Sunday, August 1, 2010

Creativity, Spaces, Moving On..!

The house is very quiet -- no photographs to post, though that won't be true for much longer. We are going to move the fiber studio out of its 'birthplace,' so to speak, into new quarters about five miles away in another community to the northeast of Grosse Pointe, Michigan (St. Clair Shores). And I'm feeling oddly meditative, as if the occasion is somehow about more than just packing and unpacking a bunch of yarn, needles, hooks, buttons.

What is it about particular spaces that makes us want to create new things? Why are some spaces more conducive to creativity than others? And why do some of us (not everyone, I dare say -- which is no insult) care about such things to such an extreme degree? Why have I, for example, always fashioned new spaces as if my life literally depended on it, choosing paint colors, fabrics, furniture locations -- even when money was in short supply -- over many weeks' time, feeling my way along as the space came together, tinkering with it long after I'd settled in?
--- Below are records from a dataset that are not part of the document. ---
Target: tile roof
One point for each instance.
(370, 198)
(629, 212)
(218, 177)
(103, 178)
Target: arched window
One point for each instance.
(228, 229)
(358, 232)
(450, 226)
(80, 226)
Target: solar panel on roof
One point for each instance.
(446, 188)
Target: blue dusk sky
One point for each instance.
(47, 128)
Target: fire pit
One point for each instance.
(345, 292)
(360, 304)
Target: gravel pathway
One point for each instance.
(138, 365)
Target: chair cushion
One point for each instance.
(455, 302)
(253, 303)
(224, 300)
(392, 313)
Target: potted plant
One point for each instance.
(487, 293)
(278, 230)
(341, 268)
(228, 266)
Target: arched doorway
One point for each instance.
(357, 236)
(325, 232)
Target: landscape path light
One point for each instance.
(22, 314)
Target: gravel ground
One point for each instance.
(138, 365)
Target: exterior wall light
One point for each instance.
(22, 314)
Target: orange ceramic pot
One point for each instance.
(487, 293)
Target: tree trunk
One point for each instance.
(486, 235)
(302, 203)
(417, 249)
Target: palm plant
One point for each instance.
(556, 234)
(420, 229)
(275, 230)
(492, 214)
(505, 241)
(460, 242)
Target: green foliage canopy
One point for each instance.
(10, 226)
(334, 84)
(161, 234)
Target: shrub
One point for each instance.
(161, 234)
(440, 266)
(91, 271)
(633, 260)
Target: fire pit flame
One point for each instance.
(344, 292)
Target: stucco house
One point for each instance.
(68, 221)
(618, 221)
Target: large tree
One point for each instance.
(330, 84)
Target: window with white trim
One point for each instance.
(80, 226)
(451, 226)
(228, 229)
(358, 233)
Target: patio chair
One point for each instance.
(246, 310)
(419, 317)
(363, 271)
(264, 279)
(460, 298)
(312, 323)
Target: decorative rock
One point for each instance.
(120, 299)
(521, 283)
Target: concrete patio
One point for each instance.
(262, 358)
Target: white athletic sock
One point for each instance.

Private spaces, in my estimation, should be havens away from the rest of the world, retreats, quiet and harmonious.....which is why I moved from the beautiful townhouse I once owned not a mile from this house. There was a horrible woman next door who shrieked profanities at her son all day long, all night long, and it disrupted the sense of calm that I'd spent so much time cultivating in the house. I see, in retrospect, that I always create a soft, comparatively neutral background and pop colors off of it -- as with the present place, with its gray-green walls and earth tones, including spots of madder red. Men sometimes do this, too -- so its not only that I'm female -- I don't want to hear nonsense about how women are "natural" nesters, "natural" mothers....unless my first husband also was a "natural" mother. The second spouse loves small, cozy spaces that make him feel protected. At last check, he wasn't a "natural" mother either. In such spaces, people like us can write, knit, design, raise animals who genuinely display affection, reach out to whatever life-forces actually exist in the universe.....

But what about public spaces? As I think about the old and new studio spaces, it's clear that I wanted women's labor to really show. So I painted the walls a thick-cream color and let the colors SING for people when they walked in the door. There is a good, big seating area with cushy chairs and a loveseat and a coffee table and a big, black Ikea dining table with red chairs.......and there, as if by magic, people teach each other about what loops of wool will do when they're pulled through yet more wooly loops, when they are wrapped around crochet hooks, when they're made into a fabric and run through a washing machine or steamed or simply molded into beautiful shapes.

Best, I think, to let a warming, harmonizing container RECEDE so that the contents, the subject of the space -- whether it's hand-crafted wool or books or artworks -- can rise to meet whoever comes in. At Artisan Knitworks, the makers themselves rule the day -- the amazing women who put wool into dyepots, who pressed clay into buttons, who carved wood into shawl sticks -- and so the idea is to let them sing without any kind of background noise....as at home, where books and wool and the grand piano hold center stage, invisibly supported by watery gray-green.

I will take photographs of the new space and follow it along. Right now, it's a cacophony of primary colors -- a really unhealthy-feeling mixture of harsh purples, reds, blues, greens, yellows, with a dreadful burgundy tweed carpet. I'd like to rip the carpet out, but replacing it (I'd stain the cement and put gloss on it) has to wait until more money appears. So the idea will be to cream up the 16-foot, loft-like ceilings and walls so that they can welcome and celebrate the makers and encourage new artisans as they walk in the door, sit, talk.

More later. I need to do some academic work right now, go to the studio for a class, and sink back into the problem of making a new space later tonight. I'd love your thoughts as to why some spaces generate creativity and others do not. In the place as it is, I'd be astonished if anyone could think even one original thought.